As a magazine research editor, I was occasionally fortunate enough to have a special assignment for National Geographic magazine. I had developed military stories as one of my specialties, along with marine archaeology. Sometimes, I helped pre-visualize artwork, and turned up locations for the magazine photographers to include in their coverage. Tom Allen’s story, “Untold Stories of D-Day” sent me to Normandy, France to look for the wrecks of the sunken craft that went down during the invasion. The magazine was kind enough to give the readers a glimpse of my work in the On Assignment section.
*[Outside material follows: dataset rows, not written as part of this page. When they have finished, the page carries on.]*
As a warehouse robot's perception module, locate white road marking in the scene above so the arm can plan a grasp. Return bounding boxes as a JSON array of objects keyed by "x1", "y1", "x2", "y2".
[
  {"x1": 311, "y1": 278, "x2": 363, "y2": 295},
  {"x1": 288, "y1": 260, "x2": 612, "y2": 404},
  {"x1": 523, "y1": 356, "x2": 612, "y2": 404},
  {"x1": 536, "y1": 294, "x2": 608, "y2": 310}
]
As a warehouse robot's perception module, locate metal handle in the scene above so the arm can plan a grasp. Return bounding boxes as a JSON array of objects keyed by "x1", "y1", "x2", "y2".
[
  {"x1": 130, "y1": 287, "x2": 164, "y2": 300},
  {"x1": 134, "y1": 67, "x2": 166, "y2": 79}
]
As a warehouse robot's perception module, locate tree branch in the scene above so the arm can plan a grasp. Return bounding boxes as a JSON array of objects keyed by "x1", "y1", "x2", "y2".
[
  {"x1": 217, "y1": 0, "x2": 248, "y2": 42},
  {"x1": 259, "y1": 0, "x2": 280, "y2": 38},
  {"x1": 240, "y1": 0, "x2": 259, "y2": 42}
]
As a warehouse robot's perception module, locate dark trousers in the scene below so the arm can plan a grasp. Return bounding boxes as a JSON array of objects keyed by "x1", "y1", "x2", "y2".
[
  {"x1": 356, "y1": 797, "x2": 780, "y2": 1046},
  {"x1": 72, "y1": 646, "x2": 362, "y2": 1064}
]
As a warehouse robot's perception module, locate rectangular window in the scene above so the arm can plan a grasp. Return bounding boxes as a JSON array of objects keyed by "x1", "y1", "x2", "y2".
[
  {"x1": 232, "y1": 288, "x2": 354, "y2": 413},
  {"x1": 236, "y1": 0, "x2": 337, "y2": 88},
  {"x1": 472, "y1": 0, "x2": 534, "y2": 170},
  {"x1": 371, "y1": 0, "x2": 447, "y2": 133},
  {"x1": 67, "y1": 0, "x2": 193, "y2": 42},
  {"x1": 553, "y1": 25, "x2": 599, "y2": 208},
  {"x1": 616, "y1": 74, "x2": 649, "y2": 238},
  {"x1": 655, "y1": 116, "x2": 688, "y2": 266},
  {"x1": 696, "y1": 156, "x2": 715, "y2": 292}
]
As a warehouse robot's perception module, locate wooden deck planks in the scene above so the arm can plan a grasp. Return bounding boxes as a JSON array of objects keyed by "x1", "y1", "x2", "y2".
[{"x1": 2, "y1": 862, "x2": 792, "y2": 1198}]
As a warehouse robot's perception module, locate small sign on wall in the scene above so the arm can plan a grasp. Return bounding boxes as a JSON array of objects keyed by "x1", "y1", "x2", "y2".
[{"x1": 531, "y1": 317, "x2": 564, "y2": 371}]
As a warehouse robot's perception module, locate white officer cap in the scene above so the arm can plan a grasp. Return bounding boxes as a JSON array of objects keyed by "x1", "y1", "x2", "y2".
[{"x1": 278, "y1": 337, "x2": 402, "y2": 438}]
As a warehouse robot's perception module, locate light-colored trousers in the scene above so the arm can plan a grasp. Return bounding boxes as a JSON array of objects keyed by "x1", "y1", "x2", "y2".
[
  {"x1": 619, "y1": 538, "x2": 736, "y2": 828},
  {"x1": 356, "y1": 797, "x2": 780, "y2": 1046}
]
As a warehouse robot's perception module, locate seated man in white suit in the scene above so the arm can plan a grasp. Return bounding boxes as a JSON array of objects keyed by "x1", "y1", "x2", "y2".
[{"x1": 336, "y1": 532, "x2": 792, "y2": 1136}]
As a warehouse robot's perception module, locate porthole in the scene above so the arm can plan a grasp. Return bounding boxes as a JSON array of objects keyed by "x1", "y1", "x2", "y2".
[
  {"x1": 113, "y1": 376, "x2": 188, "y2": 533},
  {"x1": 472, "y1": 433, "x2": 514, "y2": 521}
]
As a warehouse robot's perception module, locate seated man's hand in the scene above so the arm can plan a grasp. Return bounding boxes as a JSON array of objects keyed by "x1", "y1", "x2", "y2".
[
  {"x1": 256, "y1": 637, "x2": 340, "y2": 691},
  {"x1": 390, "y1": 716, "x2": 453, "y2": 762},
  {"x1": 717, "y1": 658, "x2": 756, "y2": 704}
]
A D-Day Mosaic; France; (Brief Article), National Geographic, June 1, 2002, Copyright 2002 National Geographic Society, SECTION: No. 6, Vol. 201; Pg. 142; ISSN: 0027-9358
Peering out of an old German bunker, now part of a museum on Normandy’s Utah Beach, senior researcher David W. Wooddell scouts out the sites where ships sank and men died. “You know people have paid a terrible price for something that was vastly worthwhile,” he recalls thinking.
David began his research for our D-Day article by reading every book he could find on the subject, surfing the Internet, “looking for the best documentary sources available.” Then he spent the equivalent of two weeks in the National Archives looking for maps and aerial reconnaissance photographs. “I was a photographer before I came to the magazine, so I shoot my own copies of historical photographs,” he says. Finally, he went to France for a week, visiting museums devoted to the invasion, seeking artifacts and other visual material.

While in France, David worked with Bertrand Sciboz, a French diver who owns a company in Normandy that maps wrecks of all ages off the coast. “At NATIONAL GEOGRAPHIC we have the resource of time to develop information in detail, a luxury few other magazines have,” David says.
David’s research greatly aided our photographers, as well as author Tom Allen… Tom, who has written several articles and books about World War II and the people who fought in it, set out with the goal of covering the part of the invasion that has received minimal attention over the decades, the delivery of men and materiel to Normandy’s beaches.
“I’ve had the privilege of talking to people who helped win the war,” reflects Tom, 73. “You find a survivor and you find one little piece of the mosaic of that day, of the memory we’re all supposed to have of D-Day. I put my story together from their remembrances.”